When you’ve spent your entire career undergoing an identity crisis, one that’s included writing and producing an entire album of music with renegade pop star Miley Cyrus, and a collaborative collection of songs with Deap Vally, to an album of Beatles covers that included guests as weird and wonderful as Maynard James Keenan, Tegan & Sara and My Morning Jacket; you’d be forgiven for fretting that Oklahoma’s The Flaming Lips have finally burst their bubble.

While their recent output has been a far cry from the form of their early-noughties output, their sixteenth album ‘American Head’ is a wistful waltz through neo-psychedelia, dream-pop and lo-fi that is quite possibly their finest concoction since they battled those pink robots.

‘American Head’ is the result of frontman Wayne Coyne wondering what the world would look like if Tom Petty had purchased drugs from his old brother in the early seventies, and the songs they would sing. What follows is a record that tackles the loss of innocence (‘Dinosaurs On The Mountain’), a fear of death (‘Mother Please Don’t Be Sad’) and the life-changing impact exposure to drugs in his family at a young age (‘the entire album’) truly had on the frontman.

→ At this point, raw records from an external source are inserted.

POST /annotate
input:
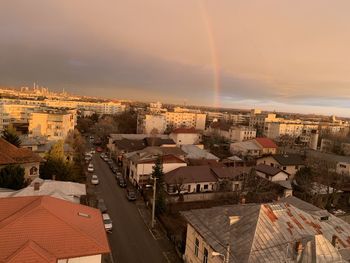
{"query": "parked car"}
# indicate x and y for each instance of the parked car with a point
(122, 182)
(107, 222)
(99, 149)
(131, 194)
(118, 175)
(114, 168)
(101, 205)
(94, 180)
(91, 168)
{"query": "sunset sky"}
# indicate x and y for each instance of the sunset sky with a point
(274, 54)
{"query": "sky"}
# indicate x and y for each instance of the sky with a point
(283, 55)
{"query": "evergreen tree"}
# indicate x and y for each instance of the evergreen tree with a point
(11, 136)
(12, 177)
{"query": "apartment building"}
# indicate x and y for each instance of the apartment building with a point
(242, 133)
(147, 124)
(15, 114)
(52, 124)
(187, 119)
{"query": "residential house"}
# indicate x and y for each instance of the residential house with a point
(194, 152)
(289, 163)
(138, 165)
(190, 179)
(270, 173)
(12, 155)
(245, 149)
(182, 136)
(47, 229)
(271, 232)
(267, 145)
(205, 178)
(68, 191)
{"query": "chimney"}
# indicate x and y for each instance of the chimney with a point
(36, 186)
(298, 249)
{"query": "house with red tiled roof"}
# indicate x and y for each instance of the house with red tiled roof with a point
(47, 229)
(183, 136)
(12, 155)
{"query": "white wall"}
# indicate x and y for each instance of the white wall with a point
(190, 256)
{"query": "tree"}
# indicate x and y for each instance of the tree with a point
(56, 166)
(12, 176)
(160, 191)
(11, 136)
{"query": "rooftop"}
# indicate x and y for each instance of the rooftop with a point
(266, 143)
(48, 229)
(270, 232)
(10, 154)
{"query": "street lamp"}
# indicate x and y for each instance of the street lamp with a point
(154, 199)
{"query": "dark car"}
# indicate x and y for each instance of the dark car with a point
(102, 206)
(114, 168)
(121, 182)
(118, 175)
(131, 194)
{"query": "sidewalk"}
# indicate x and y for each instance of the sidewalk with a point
(158, 233)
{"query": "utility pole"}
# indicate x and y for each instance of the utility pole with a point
(227, 257)
(154, 200)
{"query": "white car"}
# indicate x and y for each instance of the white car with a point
(94, 179)
(91, 168)
(107, 222)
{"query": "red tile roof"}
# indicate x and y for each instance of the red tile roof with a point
(185, 130)
(45, 229)
(266, 142)
(10, 154)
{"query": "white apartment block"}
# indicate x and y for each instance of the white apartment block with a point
(187, 119)
(14, 114)
(148, 124)
(242, 133)
(53, 124)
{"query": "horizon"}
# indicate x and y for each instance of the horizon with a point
(288, 57)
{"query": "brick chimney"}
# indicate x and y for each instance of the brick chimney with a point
(36, 186)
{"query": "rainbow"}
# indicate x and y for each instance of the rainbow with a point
(213, 52)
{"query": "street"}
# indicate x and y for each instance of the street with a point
(131, 241)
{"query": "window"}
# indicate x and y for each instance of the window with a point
(196, 247)
(33, 171)
(205, 256)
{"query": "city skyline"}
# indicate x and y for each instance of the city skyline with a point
(271, 55)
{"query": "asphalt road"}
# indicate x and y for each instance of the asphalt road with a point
(131, 241)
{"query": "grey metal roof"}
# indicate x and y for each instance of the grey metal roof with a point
(288, 159)
(269, 170)
(269, 232)
(194, 152)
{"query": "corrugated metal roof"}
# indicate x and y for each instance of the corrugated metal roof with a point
(269, 232)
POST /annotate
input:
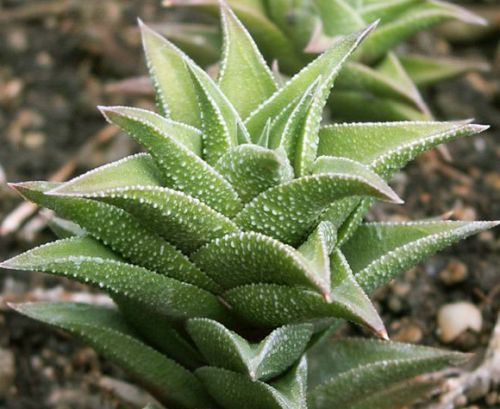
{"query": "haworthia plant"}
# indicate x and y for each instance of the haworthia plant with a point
(236, 243)
(291, 32)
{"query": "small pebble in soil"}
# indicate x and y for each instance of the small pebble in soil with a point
(454, 319)
(454, 273)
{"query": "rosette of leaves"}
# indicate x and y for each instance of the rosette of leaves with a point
(377, 83)
(235, 243)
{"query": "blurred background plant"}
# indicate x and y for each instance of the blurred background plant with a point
(58, 61)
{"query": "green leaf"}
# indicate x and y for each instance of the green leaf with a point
(182, 169)
(287, 212)
(327, 66)
(244, 76)
(413, 20)
(231, 389)
(265, 360)
(316, 250)
(355, 106)
(379, 251)
(350, 372)
(387, 147)
(104, 329)
(159, 332)
(175, 91)
(231, 261)
(273, 42)
(87, 261)
(252, 169)
(119, 230)
(386, 10)
(425, 71)
(217, 139)
(139, 170)
(183, 221)
(272, 305)
(338, 17)
(63, 228)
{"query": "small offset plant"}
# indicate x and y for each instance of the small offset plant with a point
(235, 246)
(378, 83)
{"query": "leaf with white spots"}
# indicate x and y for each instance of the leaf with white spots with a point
(136, 170)
(244, 76)
(355, 373)
(231, 262)
(387, 147)
(272, 305)
(231, 389)
(316, 250)
(379, 251)
(273, 42)
(63, 228)
(216, 137)
(182, 169)
(87, 261)
(104, 329)
(119, 230)
(252, 169)
(175, 91)
(327, 66)
(183, 221)
(160, 332)
(260, 361)
(287, 212)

‘Mother I’ve Taken LSD’ masterfully drifts from sweet-tempered strumming and strong-willed vocals to stately strings and lavish lo-fi, symbolising his brother’s dive into drug-induced insanity while ‘Assassins Of Youth’ takes traces of folktronica, riddled with ‘808’-era Kayne and Bon Iver vibes, and dip-dyes it in dreamy lo-fi.

‘Watching The Lightbugs Glow’ is The Flaming Lips attempt at Pink Floyd’s ‘The Great Big Gig In The Sky’ and the first of many honey-laden harmonies from country sensation Kacey Musgraves, while ‘God and The Policeman’ is their underwhelming duet, one of the album’s few disappointing moments; a song that was far too steeped in potential to push past its dreamy exterior.

Album highlight ‘You n’ Me Sellin’ Weed’ is The Flaming Lips at their finest, beginning with Wayne and a guitar, blurring into whirling winds of atmospheric synths humming away through echo chambers, slipping between rockabilly interludes and dream-pop segues, complete with the sound of cows mooing at the mere mention of a slaughterhouse.

For the first time in over a decade, Wayne Coyne and The Flaming Lips have concocted their most consistent trip through their wonderland of neo-psychedelic dream-pop since their career highlights ‘Yoshimi Battles The Pink Robots’ and ‘The Soft Bulletin’. It’s a trip very much worth taking.